La campagna – pervasiva – ha ottenuto un buon riscontro. Alcuni dei suoi video su YouTube sono stati visualizzati milioni di volte, i suoi annunci durante il Super Bowl hanno aperto discussioni sui social media e impennato le ricerche su Google. L’obiettivo di “reintrodurre Gesù in un modo nuovo e fresco”, veicolato da messaggi pubblicitari indubbiamente ben costruiti, che includono temi cari alla Gen Z, si è però scontrato molto presto con incongruenze che la stessa Gen Z (e non solo) ha giudicato inaccettabili.
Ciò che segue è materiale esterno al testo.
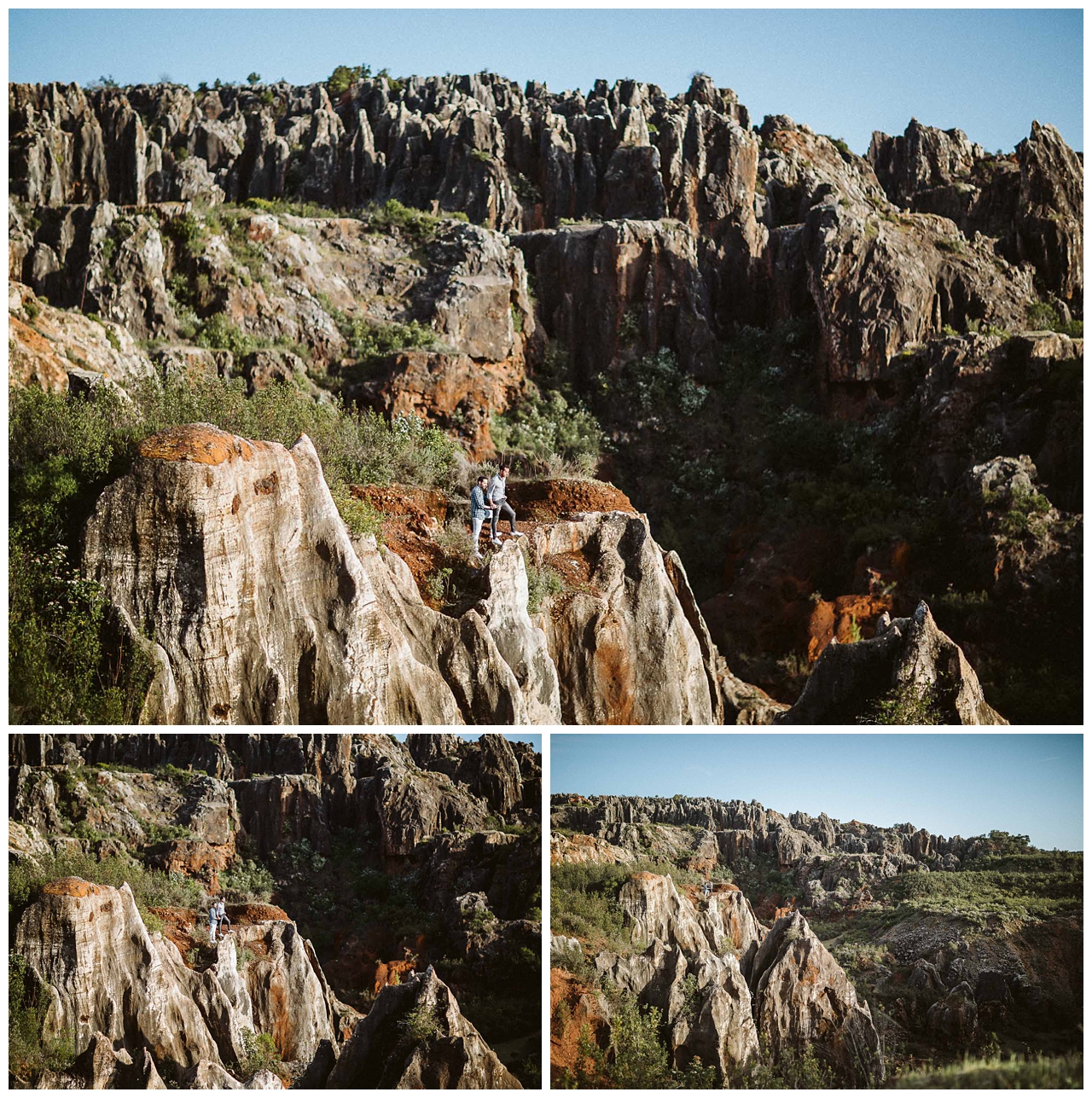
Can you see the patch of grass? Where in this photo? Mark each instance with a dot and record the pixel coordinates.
(1062, 1073)
(29, 1053)
(150, 887)
(260, 1053)
(248, 882)
(908, 704)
Secondo quanto riportato dalla rivista Jacobin, la Servant Foundation ha donato oltre 50 milioni di dollari all’Alliance Defending Freedom, un’organizzazione no profit conosciuta per il suo netto contrasto alla comunità LGBTQ+ e per il concreto appoggio a posizioni antiabortiste. Inoltre, uno dei principali finanziatori dei costosissimi annunci pubblicitari trasmessi durante il Super Bowl è David Green, il fondatore multimiliardario di Hobby Lobby, catena di negozi di artigianato a lungo in prima linea nell’attivismo aziendale conservatore.
Questo attrito tra un messaggio di apertura, accoglienza e inclusione e la storia, del tutto diversa, di chi lo promuove, annulla in un istante la credibilità del messaggio stesso. Forse un tempo questo aspetto sarebbe passato sottotono. Con la Gen Z è impossibile sperare che accada.